Transcript from the "Collections Recap and Q&A" Lesson
>> So to summarize, we have tuple, structs, and arrays. Arrays are the only one of the three that can be iterated over, and tuples and structs cannot. And the reason for this is that arrays have to have a consistent element type. So when you're inside your for loop, each iteration of that loop is gonna have the same type for the element.
[00:00:15] And that restriction is what allows them to be iterated over, but also it's a restriction that means you're not allowed to sort of mix and match the types like you can with tuples and structs. But in memory, regardless, if you have the same data in a tuple, a struct, or an array, they're all represented as exactly the same thing, just adjacent bytes with no extra metadata included.
[00:00:35] Okay, let's review and then we'll pause for questions. So to sum up, we talked about tuples. So here's an example of defining a tuple. We can basically just use parentheses and commas, you can have tuples as small as two with the exception of unit, which is the empty tuple that's just open paren and closed paren.
[00:00:51] And here we've said I've made a tuple that has an i64 followed by a bool. And I've defined the value of that to be one and then true. We can also do structs, which are similar to tuples, except you have to use the struct keyword to define it upfront.
[00:01:05] So here I defined a struct named foo. I'm using labels to name the elements inside of this rather than using positions like we did with tuples. But otherwise they do exactly the same thing and they have the same trade offs. And arrays are similar to tuples in that they are positional, but they all have to have the same element type, so in this case u32.
[00:01:27] Unlike arrays in most languages, they do have to have a fixed length. So in this case, this array has a fixed length of three, we'll talk about more flexible ones later on. And the advantage of that is of course that we can iterate over them. And finally we talked about the memory.
[00:01:40] So u8, as we talked about in the previous section, is 8 bits which is to say 1 byte, u16 to 16 bits which is 2 bytes. But in either case, the memory is just all ones and zeros, it's really is the matter of how we're choosing to interpret those ones and zeros that determines what the program actually does.
>> Can I put functions in a struct?
>> There are ways to do it, but it might not be as straightforward as what you're used to, [LAUGH] I'll put it that way.
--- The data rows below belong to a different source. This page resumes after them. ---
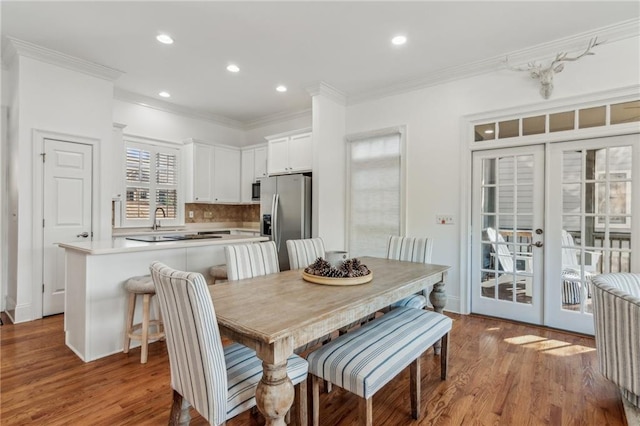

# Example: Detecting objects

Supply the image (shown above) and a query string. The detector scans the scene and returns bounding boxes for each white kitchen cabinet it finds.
[183,139,240,203]
[213,146,240,202]
[240,144,268,203]
[266,129,312,175]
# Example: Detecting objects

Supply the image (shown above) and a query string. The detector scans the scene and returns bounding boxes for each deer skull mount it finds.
[506,37,602,99]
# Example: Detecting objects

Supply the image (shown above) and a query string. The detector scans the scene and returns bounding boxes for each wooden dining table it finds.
[208,256,450,426]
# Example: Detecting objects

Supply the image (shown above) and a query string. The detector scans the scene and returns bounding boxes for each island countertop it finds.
[59,234,268,255]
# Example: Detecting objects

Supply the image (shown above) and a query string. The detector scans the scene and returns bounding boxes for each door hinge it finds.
[40,152,46,163]
[43,219,45,228]
[42,283,45,293]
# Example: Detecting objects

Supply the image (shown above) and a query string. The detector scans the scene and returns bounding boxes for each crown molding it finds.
[114,88,244,130]
[3,37,123,82]
[306,81,347,105]
[349,18,640,106]
[244,107,312,130]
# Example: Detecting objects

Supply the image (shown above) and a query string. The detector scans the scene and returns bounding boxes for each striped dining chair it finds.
[287,237,326,270]
[386,236,434,309]
[224,241,280,280]
[149,261,309,425]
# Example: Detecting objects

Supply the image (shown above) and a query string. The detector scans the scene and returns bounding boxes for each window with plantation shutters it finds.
[347,128,405,257]
[123,141,181,227]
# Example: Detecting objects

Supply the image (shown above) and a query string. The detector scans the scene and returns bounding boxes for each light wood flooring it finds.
[0,312,627,425]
We're not gonna do that in this course, but it is possible, essentially.
>> What kind of data iterable structure can I put in different types.
>> What kind of data iterable structure can I put in different types? So Rust does have a concept of iterables, meaning you can make a custom thing that is iterable. It's not just arrays that are iterable. That also gets into traits which we're not gonna cover in this introductory course.
[00:02:28] But basically if you want to you're allowed to make up your own new iterable thing from scratch and define what iteration means in the context of that thing, and at which point it can be using for loops. So that's not something that's baked into the language and hard coded for arrays.
[00:02:42] It's a more general concept that can be extended by you and is used in a number of ways throughout the standard library.
>> So based off of the fixed length of arrays, is it not possible to make say a dynamic array based off a length of a dictionary?
>> Yeah, so we'll talk about how to make more dynamic things than arrays in two sections from now, but you're on the right track. It is like we're using the same memory concepts, but we'll introduce the concept of a length that also gets stored in memory and stuff like that.
[00:03:16] So using these same building blocks, we will do that later on. Will we cover iterating over structs labels and or values? So that can't be done, there's no way to iterate over a struct. If you want you could define your own custom iterator for your own custom struct, but it wouldn't be iterating over just the labels.
[00:03:32] You'd have to figure out something else to do. So I know that can be done in a number of languages, but Rust is just not one of them. If you've got a struct or if you've got a tuple, you cannot iterate over the values or the fields.